Printen

Dalfsen op weg naar de ware oecumene (3)

Kerk in het heetst van de strijd


A. Velthuis
11-02-12
 

Geliefden, laat de hitte van de verdrukking onder u, die tot uw beproeving dient, u niet bevreemden, alsof u iets vreemds overkwam. (1 Petr. 4:12, HSV)

 

De bittere waarheid

In het vorige artikel hebben we gezien hoe de contacten met DGK en de GKN verlopen zijn. In dit artikel zullen we zien dat enkele ambtsdragers het uitgezette beleid afbraken om eenzijdig een eenheid te forceren richting de GKN. Dat hierbij steun en advies van de beide predikanten van de GKN gestalte werd gekregen, is een publiek ‘geheim’. Met de ontvangst van de ‘afgescheiden’ groep, slechts 2 maanden daarna, als zelfstandige gemeente binnen het GKN-verband is de breuk metterdaad goedgekeurd. Het blijft voor Dalfsen onbegrijpelijk en diep verdrietig dat dit is gebeurd en ook de wijze waarop. Waar is hier het geloof zoals we dat belijden over de kerk?

 

Oplaaiend vuur

De gevoerde gesprekken met enerzijds DGK en anderzijds de GKN zijn wel opgevoerd als bron van verdeeldheid binnen de gemeente maar de echte drijfveer was dat twee  ambtsdragers op voorhand pertinent geen eenheid wensten te zoeken met DGK. Dit ging zover dat zij een scheur in de gemeente trokken terwijl de gesprekken met beide kerkverbanden nog niet binnen de kerkenraad geëvalueerd waren. Het andere deel van de kerkenraad gaf aan dat er nog goede gronden en gesprekspunten op tafel lagen om het uitgezette beleid nog voort te zetten. Dit beleid hield in dat de gesprekken met DGK en de GKN nog vervolgd dienden te worden. Maar voordat de kerkenraad tot een besluit wilde komen is eerst met de gemeente gesproken om zo ook de inbreng, vragen e.d. uit de gemeente mee te kunnen nemen in het nog te nemen besluit. Al spoedig bleek dat er ook binnen de gemeente ernstige verdeeldheid bestond.

 

Er waren gemeenteleden die kwamen met ernstige beschuldigingen richting DGK. Ook werd (een deel van) de kerkenraad verweten  de gemeente op te drijven richting DGK terwijl daarvan in de bespreking en uit de kerkenraad verstrekte stukken helemaal niets bleek. Tekenend is dat deze beschuldigen juist werden geuit door hen die er onomwonden voor uit kwamen dat eenheid met DGK voor hen onbespreekbaar is. Zij benadrukten met klem dat Dalfsen zich direct moest aansluiten bij de GKN en dat uitstel daarvan niet te verantwoorden zou zijn.  Dalfsen zou vervallen tot een sekte als niet op zeer korte termijn aangesloten zou worden bij de GKN.

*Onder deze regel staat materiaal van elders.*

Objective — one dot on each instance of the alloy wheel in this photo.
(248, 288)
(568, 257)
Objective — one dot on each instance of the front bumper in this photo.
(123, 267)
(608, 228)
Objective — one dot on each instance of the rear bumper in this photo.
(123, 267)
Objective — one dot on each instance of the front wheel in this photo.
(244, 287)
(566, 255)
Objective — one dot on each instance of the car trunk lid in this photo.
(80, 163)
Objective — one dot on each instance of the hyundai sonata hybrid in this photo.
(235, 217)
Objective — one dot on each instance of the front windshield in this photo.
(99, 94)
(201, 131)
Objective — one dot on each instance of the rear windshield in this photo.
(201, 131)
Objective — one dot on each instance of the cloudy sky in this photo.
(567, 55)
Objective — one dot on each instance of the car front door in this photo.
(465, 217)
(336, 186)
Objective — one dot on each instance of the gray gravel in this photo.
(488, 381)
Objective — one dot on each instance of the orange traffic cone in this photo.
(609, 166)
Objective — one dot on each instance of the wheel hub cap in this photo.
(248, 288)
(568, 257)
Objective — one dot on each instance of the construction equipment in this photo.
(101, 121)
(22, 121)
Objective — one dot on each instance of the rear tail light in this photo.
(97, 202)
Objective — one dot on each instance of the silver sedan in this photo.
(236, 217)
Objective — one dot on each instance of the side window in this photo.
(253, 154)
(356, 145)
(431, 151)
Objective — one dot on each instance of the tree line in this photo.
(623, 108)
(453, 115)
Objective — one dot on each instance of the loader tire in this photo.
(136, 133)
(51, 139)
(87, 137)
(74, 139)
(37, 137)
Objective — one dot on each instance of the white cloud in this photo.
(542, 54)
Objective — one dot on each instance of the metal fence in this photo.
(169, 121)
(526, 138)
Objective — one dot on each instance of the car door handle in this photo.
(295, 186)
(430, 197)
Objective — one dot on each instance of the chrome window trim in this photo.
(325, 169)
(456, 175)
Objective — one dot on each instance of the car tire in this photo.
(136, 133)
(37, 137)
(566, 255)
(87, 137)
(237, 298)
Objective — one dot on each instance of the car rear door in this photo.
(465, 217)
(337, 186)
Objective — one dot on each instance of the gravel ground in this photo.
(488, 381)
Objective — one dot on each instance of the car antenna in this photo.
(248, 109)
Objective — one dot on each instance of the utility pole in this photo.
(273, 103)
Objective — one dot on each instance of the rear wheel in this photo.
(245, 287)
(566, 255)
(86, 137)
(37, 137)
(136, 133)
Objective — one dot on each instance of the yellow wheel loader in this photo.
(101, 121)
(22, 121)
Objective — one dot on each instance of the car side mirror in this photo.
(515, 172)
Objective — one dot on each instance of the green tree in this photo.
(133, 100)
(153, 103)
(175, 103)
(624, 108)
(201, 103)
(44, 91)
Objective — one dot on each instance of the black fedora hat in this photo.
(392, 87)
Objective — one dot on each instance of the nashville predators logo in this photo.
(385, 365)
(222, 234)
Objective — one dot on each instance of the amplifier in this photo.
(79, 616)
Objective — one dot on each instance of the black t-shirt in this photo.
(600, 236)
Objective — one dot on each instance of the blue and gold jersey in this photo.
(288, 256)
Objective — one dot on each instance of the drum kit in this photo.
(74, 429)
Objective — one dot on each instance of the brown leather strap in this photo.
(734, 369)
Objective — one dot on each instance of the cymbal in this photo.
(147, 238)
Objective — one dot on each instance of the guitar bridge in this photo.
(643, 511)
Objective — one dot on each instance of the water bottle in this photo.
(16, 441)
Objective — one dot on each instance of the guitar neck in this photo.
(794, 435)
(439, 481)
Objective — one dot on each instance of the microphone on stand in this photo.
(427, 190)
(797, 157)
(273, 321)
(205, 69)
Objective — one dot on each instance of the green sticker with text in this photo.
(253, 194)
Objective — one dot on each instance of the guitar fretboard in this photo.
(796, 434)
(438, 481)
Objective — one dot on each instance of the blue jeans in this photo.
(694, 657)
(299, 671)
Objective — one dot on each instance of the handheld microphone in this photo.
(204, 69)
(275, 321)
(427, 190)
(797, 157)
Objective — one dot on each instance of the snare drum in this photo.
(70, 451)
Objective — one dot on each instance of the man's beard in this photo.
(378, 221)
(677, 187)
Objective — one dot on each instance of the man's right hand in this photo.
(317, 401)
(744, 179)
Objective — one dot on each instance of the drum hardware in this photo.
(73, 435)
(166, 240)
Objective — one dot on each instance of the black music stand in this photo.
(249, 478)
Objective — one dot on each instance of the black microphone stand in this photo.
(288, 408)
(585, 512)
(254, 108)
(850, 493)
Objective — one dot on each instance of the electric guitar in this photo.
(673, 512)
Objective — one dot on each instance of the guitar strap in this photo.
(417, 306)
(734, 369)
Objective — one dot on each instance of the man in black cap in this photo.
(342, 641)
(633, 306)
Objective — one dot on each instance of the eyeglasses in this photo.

Grote moeite was er ook met de taxatie van de vrijmaking in 2003 te erkennen als werk van de Here zoals  door DGK geëist zou worden. Maar dit punt speelt niet alleen ten aanzien van DGK maar ook bij de GKN. Want GKN-gemeenten als Zwijndrecht, Bergentheim/Bruchterveld (De Matrix) en Zwolle (De Vijverhoeve) taxeren de vrijmaking van 2003, net als DGK, als het werk van de Here.

 

Op de door de kerkenraad belegde gemeentevergadering kwamen er vragen over de gespreksverslagen van de besprekingen met de GKN en DGK. Ook werd er vanuit de gemeente, n.a.v. het gespreksverslag met de GKN de vinger gelegd bij enkele onbewezen beschuldigingen richting DGK. Met name ging het om de stelling dat DGK niet zou staan op het fundament van Schrift en belijdenis. Bij DGK zouden volgens de GKN de volgende punten in geding zijn: versmalling van art. 28, de kerk, het ambt, de Heilige Schrift zou zelfs in geding zijn, binding aan de belijdenis en gereformeerde kerkregering,  en uitspraken als ‘het klimaat in DGK deugt niet en er heerst daar een geest van radicalisme’. Ook wees men er op dat er onderzoek gedaan zou moeten worden naar de rechtmatigheid van afscheidingen van de DGK. Verder werd het feit, dat de GKN heeft aangegeven geen  eenheid te zullen zoeken met DGK, als zeer teleurstellend ervaren.

 

Hoewel er nog geen concrete voorstellen door de kerkenraad in de gemeente gelegd waren, wilde een klein deel van de gemeente zo spoedig mogelijk een eenheid forceren richting de GKN met (zoals later bleek) de steun van twee ambtsdragers. Vanuit de gemeente werd echter aangevoerd dat er nog teveel onbeantwoorde vragen op tafel lagen en dat meerdere punten nog niet goed waren doorgesproken. Binnen de raad een besluit forceren, zoals een klein deel van de gemeente wilde, zou onherroepelijk leiden tot grote spanningen met grote gevolgen.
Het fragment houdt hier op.